[Date Prev][Date Next][Thread Prev][Thread Next][Date Index][Thread Index]
UTF-16 (was: Re: Charset reviewer appointed)
At 09:02 98/07/29 +0200, Harald Tveit Alvestrand wrote:
> >At 13:42 98/07/27 +0200, Harald Tveit Alvestrand wrote:
> >
> >> The BOM is part of the charset that UTF-16 represents.
> >> Any application can say anything it wants to *further restricting*
> >> what characters can apply where; the part we couldn't tolerate
> >> was if XML insisted upon strings that were *illegal* in the registered
> >> UTF-16, yet calling the charset "UTF-16".
> What I was saying is that if XML states that all valid XML documents
> must start with the BOM, that's no more problematic than if HTML
> states that all valid HTML documents must start with <!DOCTYPE;
> this is part of the application, not part of the charset.
>
> I'm not saying it's a good idea; I strongly suspect that it's not.

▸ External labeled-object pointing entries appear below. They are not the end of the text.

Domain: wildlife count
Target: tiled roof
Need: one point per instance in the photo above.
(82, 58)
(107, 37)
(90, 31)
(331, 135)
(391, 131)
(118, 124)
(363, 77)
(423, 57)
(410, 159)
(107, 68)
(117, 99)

> But it does not need to have the consent of the charset registration.
What XML is currently stating is that all UTF-16 documents must start
with a BOM, and that this BOM is not part of the real XML document.
XML does not say anything about a BOM for UTF-8, but the whole text
(in particular http://www.w3.org/TR/REC-xml#charencoding) and
and the examples it gives (http://www.w3.org/TR/REC-xml#sec-guessing)
strongly suggest that such a thing was never even taken into any
kind of consideration (Makoto, please correct me if this is otherwise).
For all the other (legacy) encodings, putting in a BOM at the beginning
of the document wouldn't be impossible in theory (using ""),
but makes even less sense, and is definitely not required, nor would
it be considered correct XML.
Regards, Martin.